Ask an Economist: Does having children lower the productivity of professionals at work?

October 01, 2014
By  Christian Zimmermann

Christian Zimmermann is an economist and assistant vice president at the Federal Reserve Bank of St. Louis, where he started working in 2011 after a career in academia. While his research touches on an eclectic set of issues in macroeconomics, he is also involved in the economic information offerings of the St. Louis Fed, such as the FRED and RePEc families of websites. He loves traveling to deserted places, such as Iceland.

For more on his research, see http://research.stlouisfed.org/econ/zimmermann.

Q. Does having children lower the productivity of professionals at work?

A.The research that I have conducted with Matthias Krapf and Heinrich Ursprung indicates that children do lead to lower productivity by their parents at work when the children are young. However, mothers and fathers make up for this lost productivity elsewhere during their careers—either before they have children or after the children are old enough to take care of themselves.

It's important to know that this research was conducted on academic economists only. We used family status data from a survey of 10,000 research economists matched to their publication records through the RePEc platform (Research Papers in Economics). This is unique in that no other study has managed to get that large of a sample of highly qualified workers, as the vast majority of the economists registered with RePEc hold Ph.D.s.

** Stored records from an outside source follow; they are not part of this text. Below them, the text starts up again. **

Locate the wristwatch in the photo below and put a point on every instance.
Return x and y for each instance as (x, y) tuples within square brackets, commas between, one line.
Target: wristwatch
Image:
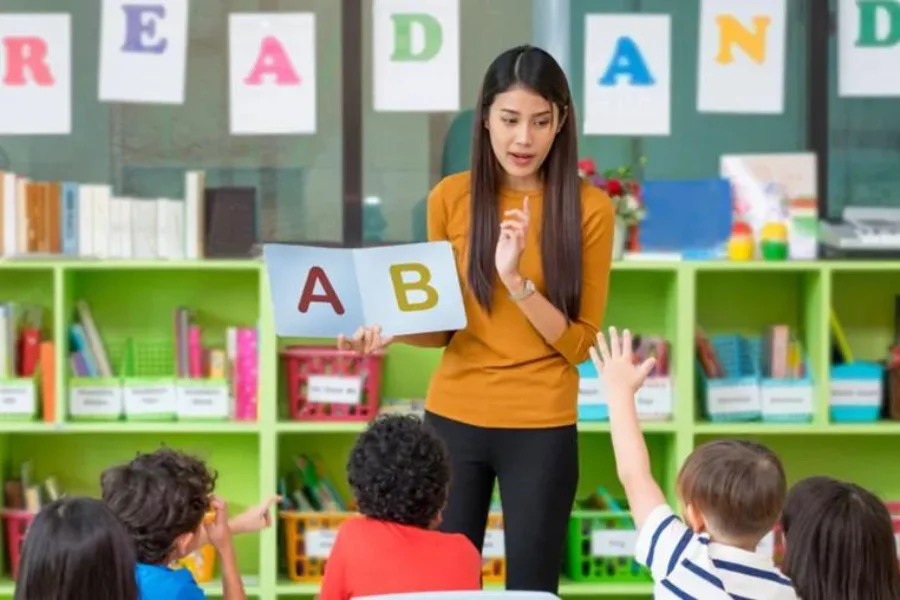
[(526, 291)]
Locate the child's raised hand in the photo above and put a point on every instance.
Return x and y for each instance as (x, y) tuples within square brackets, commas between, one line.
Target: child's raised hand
[(615, 363), (256, 517), (218, 531)]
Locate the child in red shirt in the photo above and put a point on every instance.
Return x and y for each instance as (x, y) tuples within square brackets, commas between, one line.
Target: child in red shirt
[(400, 475)]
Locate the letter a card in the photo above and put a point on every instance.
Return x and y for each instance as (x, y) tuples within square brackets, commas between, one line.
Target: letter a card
[(411, 288), (314, 290)]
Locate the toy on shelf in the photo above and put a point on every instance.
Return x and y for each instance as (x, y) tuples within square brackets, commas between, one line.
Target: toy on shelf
[(764, 377), (601, 542), (22, 500), (655, 398), (158, 380), (26, 364), (856, 387), (327, 384), (740, 245)]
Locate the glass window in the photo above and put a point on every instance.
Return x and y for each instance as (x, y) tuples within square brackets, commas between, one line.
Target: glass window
[(863, 144), (144, 150), (696, 140), (405, 154)]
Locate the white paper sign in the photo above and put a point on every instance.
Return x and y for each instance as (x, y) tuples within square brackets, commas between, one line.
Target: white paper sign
[(416, 55), (318, 542), (143, 51), (613, 542), (494, 544), (627, 79), (334, 389), (18, 397), (868, 48), (272, 73), (149, 399), (35, 74), (99, 401), (742, 56)]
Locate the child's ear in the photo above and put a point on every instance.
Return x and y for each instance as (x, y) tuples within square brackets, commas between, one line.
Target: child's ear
[(185, 544), (694, 519)]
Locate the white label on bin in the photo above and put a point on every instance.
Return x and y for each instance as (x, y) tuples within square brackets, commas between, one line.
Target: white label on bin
[(590, 391), (494, 544), (729, 399), (206, 400), (613, 542), (786, 399), (149, 399), (334, 389), (856, 392), (655, 397), (318, 542), (766, 546), (17, 397), (95, 401)]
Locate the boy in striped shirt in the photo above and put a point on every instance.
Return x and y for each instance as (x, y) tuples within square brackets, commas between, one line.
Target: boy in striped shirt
[(731, 492)]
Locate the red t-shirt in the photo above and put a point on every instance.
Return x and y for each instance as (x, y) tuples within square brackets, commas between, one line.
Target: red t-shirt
[(372, 557)]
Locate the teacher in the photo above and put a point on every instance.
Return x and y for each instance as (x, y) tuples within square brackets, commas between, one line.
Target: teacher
[(534, 242)]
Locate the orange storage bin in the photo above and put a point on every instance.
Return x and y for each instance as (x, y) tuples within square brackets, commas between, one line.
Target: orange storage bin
[(493, 552), (201, 563), (15, 525), (308, 538)]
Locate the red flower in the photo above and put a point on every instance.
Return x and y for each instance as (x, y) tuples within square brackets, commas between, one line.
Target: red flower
[(587, 167), (614, 187)]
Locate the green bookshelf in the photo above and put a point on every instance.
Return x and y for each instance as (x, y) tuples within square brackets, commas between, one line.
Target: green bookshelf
[(136, 299)]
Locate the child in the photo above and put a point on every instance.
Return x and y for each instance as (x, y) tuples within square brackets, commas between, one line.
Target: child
[(76, 549), (399, 473), (732, 493), (839, 542), (162, 499)]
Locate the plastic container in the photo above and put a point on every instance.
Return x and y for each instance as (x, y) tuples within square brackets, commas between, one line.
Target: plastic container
[(736, 396), (856, 392), (308, 538), (326, 384), (15, 525)]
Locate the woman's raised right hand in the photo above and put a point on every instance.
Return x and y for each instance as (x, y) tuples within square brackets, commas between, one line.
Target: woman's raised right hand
[(366, 340)]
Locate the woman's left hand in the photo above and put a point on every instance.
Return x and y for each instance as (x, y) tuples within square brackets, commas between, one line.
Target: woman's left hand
[(513, 232)]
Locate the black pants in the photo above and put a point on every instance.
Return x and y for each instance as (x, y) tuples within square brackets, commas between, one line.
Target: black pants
[(538, 473)]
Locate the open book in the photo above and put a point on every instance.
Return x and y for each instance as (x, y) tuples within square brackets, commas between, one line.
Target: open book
[(324, 292)]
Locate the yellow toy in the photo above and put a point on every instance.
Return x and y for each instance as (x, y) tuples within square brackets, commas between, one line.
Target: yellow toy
[(774, 241), (740, 245)]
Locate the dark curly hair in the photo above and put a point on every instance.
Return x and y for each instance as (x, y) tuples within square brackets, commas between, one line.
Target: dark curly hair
[(158, 497), (399, 471)]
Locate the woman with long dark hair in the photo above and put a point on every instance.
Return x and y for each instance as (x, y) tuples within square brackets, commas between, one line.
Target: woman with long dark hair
[(533, 245)]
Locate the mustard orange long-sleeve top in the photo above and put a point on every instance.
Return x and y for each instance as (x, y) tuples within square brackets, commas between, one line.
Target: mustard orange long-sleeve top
[(499, 371)]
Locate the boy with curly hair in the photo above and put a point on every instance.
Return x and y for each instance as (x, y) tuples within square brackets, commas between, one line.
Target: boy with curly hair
[(731, 492), (400, 475), (163, 498)]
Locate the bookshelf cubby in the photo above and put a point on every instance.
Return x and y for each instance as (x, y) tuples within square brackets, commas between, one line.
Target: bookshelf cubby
[(136, 299)]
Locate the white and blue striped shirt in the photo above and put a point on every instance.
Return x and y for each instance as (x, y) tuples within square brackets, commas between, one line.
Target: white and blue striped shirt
[(687, 566)]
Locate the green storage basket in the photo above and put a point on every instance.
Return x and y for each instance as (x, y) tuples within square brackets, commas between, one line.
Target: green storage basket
[(601, 548)]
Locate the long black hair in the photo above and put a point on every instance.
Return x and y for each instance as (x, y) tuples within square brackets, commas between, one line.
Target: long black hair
[(533, 69), (839, 542), (76, 549)]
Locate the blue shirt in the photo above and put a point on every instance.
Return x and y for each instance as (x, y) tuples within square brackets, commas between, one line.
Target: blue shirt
[(158, 582)]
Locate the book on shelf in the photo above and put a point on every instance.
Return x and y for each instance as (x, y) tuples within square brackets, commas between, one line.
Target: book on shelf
[(78, 220), (235, 362)]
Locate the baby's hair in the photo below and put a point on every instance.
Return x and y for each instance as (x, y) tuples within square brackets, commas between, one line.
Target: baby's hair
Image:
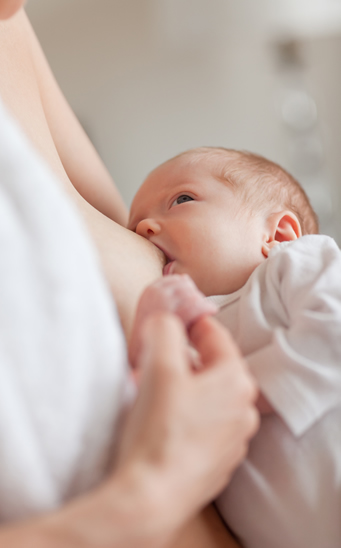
[(262, 183)]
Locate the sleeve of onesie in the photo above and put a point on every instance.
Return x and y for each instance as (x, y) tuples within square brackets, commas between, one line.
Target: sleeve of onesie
[(299, 372)]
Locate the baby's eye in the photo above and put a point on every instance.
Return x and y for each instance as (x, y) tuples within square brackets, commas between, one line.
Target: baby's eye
[(182, 199)]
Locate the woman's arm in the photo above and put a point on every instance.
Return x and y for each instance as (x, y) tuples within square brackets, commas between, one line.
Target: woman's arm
[(205, 531), (174, 455), (30, 91)]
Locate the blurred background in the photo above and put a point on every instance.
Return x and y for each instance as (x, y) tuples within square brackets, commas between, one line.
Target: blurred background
[(151, 78)]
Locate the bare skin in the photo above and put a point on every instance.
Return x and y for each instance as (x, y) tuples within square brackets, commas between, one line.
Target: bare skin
[(30, 92)]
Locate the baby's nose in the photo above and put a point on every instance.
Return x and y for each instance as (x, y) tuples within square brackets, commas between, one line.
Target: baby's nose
[(148, 228)]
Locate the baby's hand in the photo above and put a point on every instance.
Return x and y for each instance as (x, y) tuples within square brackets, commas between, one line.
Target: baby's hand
[(176, 294)]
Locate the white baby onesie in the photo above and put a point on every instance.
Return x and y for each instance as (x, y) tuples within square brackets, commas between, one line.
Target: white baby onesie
[(287, 322)]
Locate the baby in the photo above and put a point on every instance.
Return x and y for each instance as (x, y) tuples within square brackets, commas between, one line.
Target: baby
[(243, 229)]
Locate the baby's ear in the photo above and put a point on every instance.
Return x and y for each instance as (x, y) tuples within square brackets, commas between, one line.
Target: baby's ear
[(282, 226)]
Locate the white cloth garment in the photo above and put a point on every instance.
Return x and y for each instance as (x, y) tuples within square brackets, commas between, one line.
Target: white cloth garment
[(63, 371), (287, 322)]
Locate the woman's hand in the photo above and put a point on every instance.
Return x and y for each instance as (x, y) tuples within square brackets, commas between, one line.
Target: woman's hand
[(182, 440), (187, 431)]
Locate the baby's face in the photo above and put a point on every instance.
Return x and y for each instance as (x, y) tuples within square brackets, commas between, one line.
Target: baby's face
[(199, 223)]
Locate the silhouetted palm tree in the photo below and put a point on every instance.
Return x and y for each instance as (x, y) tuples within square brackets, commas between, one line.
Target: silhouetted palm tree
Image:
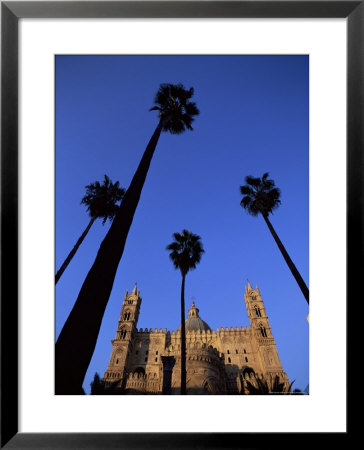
[(99, 387), (261, 196), (261, 386), (186, 251), (101, 201), (77, 340)]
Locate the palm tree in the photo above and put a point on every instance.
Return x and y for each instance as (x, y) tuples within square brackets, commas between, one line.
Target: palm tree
[(76, 342), (186, 251), (100, 200), (261, 196)]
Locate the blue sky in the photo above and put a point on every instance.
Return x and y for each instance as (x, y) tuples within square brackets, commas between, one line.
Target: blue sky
[(254, 116)]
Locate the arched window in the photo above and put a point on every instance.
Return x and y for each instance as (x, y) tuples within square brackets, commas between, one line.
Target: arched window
[(122, 334), (263, 330)]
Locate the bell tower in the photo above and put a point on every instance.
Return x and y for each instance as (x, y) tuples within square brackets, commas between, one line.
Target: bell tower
[(262, 337), (127, 326), (256, 312)]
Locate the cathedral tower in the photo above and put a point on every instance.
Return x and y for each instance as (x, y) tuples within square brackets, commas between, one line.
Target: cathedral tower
[(262, 337), (124, 335)]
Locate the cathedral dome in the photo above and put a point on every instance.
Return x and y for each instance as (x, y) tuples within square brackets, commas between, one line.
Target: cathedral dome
[(194, 321)]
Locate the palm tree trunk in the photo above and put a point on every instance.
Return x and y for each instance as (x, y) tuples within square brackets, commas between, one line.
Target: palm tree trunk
[(288, 260), (77, 340), (74, 250), (183, 338)]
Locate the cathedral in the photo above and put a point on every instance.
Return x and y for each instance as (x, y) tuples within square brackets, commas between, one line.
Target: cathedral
[(217, 362)]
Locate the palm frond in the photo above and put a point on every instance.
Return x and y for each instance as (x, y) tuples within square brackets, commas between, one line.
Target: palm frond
[(260, 195)]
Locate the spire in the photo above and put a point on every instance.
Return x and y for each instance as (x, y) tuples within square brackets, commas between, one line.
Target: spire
[(193, 311)]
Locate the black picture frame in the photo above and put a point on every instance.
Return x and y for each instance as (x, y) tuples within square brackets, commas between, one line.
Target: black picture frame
[(11, 12)]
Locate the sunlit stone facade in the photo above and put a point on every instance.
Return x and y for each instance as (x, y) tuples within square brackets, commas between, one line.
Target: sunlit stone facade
[(217, 362)]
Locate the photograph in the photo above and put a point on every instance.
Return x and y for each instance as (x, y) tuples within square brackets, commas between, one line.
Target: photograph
[(182, 224)]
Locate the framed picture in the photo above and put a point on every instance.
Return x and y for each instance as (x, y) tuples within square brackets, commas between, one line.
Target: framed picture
[(25, 172)]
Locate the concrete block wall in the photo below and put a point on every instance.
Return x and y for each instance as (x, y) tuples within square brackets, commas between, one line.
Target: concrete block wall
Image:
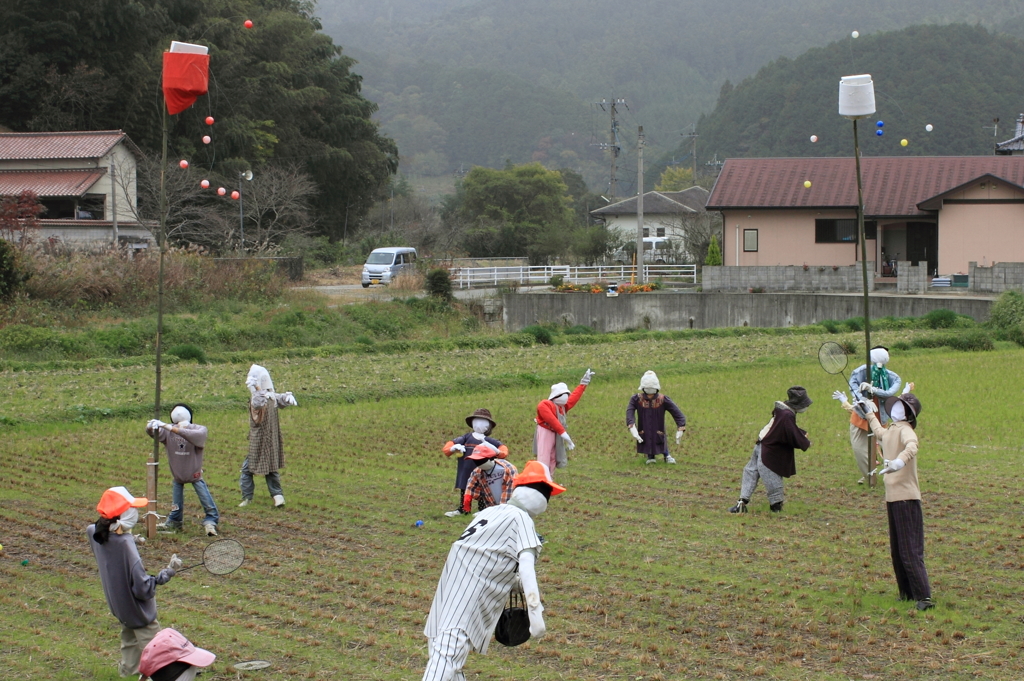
[(995, 279), (786, 278)]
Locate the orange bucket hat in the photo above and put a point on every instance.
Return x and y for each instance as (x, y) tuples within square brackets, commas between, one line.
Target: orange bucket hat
[(535, 471), (118, 500)]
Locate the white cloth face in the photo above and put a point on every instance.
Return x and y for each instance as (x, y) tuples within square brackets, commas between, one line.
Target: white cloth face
[(127, 520), (529, 500)]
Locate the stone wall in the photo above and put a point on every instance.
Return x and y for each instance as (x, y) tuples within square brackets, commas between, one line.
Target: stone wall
[(671, 310), (996, 279), (787, 278)]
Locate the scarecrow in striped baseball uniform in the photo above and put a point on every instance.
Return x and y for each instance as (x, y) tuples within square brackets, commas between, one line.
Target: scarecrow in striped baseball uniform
[(497, 549)]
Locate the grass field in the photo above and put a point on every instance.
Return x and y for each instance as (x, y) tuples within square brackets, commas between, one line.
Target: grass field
[(644, 573)]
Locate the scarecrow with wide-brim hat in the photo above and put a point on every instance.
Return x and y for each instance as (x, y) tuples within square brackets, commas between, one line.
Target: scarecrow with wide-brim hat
[(906, 524), (495, 555), (482, 425), (774, 453)]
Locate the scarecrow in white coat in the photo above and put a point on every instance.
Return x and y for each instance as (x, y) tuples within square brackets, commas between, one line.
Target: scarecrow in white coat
[(877, 384), (266, 450), (647, 409), (551, 439), (497, 549)]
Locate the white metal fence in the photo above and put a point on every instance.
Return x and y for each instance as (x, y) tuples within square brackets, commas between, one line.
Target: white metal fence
[(468, 278)]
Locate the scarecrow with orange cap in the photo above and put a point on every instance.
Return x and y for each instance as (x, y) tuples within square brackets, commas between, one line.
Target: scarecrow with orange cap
[(479, 438), (495, 552), (129, 589), (551, 439)]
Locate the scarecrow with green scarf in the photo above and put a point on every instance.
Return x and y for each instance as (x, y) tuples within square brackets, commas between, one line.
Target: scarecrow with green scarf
[(876, 383)]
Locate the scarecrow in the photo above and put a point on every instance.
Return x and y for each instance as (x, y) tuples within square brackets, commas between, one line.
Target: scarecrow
[(170, 656), (877, 384), (498, 549), (266, 450), (184, 441), (773, 457), (130, 591), (482, 425), (647, 408), (906, 524), (550, 439), (492, 482)]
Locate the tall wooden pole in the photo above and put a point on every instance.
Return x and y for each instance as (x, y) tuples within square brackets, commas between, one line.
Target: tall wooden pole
[(863, 267)]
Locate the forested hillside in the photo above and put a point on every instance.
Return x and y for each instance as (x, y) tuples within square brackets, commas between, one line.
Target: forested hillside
[(955, 78)]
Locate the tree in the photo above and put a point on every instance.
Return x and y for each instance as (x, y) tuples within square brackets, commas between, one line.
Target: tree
[(675, 178), (516, 211), (714, 257)]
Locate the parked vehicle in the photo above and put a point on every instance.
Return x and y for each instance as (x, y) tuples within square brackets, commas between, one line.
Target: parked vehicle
[(383, 264)]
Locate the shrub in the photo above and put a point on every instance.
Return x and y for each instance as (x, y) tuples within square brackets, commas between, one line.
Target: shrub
[(941, 318), (1008, 311), (188, 351), (439, 284), (540, 334)]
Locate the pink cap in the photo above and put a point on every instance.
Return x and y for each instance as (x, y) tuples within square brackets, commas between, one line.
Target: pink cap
[(167, 647)]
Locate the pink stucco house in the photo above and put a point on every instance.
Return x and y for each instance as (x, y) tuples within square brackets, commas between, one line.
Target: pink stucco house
[(946, 211)]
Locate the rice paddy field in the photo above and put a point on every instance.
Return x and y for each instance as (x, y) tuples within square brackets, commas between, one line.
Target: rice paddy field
[(644, 576)]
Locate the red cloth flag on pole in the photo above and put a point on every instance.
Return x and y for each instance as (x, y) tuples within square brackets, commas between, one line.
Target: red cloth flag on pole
[(186, 75)]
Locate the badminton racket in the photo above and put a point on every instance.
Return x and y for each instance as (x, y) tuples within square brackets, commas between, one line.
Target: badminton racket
[(221, 557)]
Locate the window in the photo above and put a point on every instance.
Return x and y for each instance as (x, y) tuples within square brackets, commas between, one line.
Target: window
[(750, 241), (839, 231)]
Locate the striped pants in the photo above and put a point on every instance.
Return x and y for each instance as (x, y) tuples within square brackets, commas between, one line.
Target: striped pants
[(449, 651), (906, 544)]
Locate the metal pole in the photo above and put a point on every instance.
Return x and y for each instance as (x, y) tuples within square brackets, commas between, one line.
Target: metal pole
[(863, 268), (640, 143), (153, 464)]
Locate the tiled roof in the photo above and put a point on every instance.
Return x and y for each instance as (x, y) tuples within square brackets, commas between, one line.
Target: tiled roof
[(44, 145), (654, 203), (49, 182), (893, 186)]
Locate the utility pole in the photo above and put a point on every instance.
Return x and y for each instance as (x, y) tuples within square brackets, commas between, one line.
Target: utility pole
[(612, 144), (640, 143), (692, 134)]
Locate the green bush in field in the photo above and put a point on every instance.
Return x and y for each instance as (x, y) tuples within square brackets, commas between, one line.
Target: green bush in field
[(1008, 310)]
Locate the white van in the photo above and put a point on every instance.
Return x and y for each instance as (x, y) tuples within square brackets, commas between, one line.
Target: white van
[(383, 264)]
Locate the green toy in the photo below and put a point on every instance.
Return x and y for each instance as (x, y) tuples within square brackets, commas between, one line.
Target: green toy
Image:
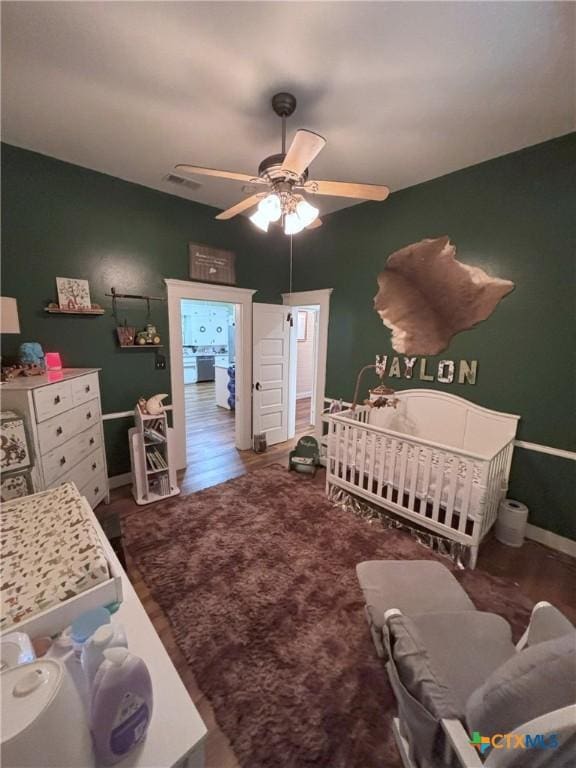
[(306, 456)]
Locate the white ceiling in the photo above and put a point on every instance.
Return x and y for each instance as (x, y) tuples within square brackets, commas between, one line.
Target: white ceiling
[(403, 91)]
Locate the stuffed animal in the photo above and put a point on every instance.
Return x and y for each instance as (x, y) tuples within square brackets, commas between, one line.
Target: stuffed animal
[(154, 405)]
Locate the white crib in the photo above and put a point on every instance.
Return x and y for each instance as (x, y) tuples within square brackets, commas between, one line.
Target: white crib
[(437, 460)]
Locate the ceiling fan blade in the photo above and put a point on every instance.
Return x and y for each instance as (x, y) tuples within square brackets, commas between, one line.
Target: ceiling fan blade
[(243, 205), (198, 170), (348, 189), (304, 148)]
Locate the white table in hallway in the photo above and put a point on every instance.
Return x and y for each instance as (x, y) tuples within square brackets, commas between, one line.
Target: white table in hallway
[(176, 733)]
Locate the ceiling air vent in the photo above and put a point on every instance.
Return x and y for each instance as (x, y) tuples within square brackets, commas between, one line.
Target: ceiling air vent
[(172, 178)]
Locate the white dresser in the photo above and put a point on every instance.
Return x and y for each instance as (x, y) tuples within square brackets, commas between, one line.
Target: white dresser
[(64, 421)]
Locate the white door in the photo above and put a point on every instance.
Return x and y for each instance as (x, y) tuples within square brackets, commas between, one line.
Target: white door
[(270, 369)]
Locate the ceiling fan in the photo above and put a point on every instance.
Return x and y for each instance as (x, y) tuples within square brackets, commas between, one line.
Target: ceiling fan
[(283, 184)]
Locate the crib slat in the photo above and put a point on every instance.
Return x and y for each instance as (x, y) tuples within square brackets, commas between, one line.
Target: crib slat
[(426, 481), (452, 489), (362, 467), (390, 478), (346, 456), (372, 459), (414, 466), (337, 450), (381, 464), (353, 453), (466, 496), (402, 479), (439, 478)]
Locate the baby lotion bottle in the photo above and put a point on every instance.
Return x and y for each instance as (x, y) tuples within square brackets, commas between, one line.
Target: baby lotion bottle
[(121, 705)]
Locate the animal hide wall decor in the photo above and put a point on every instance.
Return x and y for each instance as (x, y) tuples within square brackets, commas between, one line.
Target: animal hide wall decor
[(426, 296)]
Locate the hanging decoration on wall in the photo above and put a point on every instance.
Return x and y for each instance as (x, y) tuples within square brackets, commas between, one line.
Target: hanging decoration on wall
[(212, 265), (446, 371), (426, 297)]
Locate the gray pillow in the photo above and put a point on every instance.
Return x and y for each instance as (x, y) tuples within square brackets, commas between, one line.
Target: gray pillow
[(416, 670), (534, 681), (547, 623)]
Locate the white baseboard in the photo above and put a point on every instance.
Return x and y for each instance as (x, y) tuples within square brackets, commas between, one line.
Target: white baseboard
[(117, 481), (552, 540)]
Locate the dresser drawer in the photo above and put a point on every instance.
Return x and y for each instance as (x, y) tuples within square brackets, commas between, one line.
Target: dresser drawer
[(84, 388), (95, 490), (84, 471), (52, 400), (59, 429), (62, 459)]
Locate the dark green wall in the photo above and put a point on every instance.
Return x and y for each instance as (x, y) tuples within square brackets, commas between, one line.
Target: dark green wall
[(513, 216), (62, 220), (516, 218)]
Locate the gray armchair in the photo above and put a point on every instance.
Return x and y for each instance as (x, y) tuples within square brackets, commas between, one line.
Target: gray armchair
[(467, 696)]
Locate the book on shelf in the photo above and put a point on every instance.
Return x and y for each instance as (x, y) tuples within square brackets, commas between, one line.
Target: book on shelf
[(154, 435)]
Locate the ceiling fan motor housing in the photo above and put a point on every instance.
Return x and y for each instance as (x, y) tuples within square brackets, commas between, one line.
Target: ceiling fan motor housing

Researchers are a suitable profession for this sort of study because well-established and generally accepted measures of productivity are available, whereas for most other highly skilled professionals, such as managers, engineers and surgeons, comparable productivity measures are not available or recorded.

References

Krapf, Matthias; Ursprung, Heinrich W.; and Zimmermann, Christian. "Parenthood and Productivity of Highly Skilled Labor: Evidence from the Groves of Academe," Federal Reserve Bank of St. Louis Working Paper 2014-001A. See http://research.stlouisfed.org/wp/more/2014-001.

 

Views expressed in Regional Economist are not necessarily those of the St. Louis Fed or Federal Reserve System.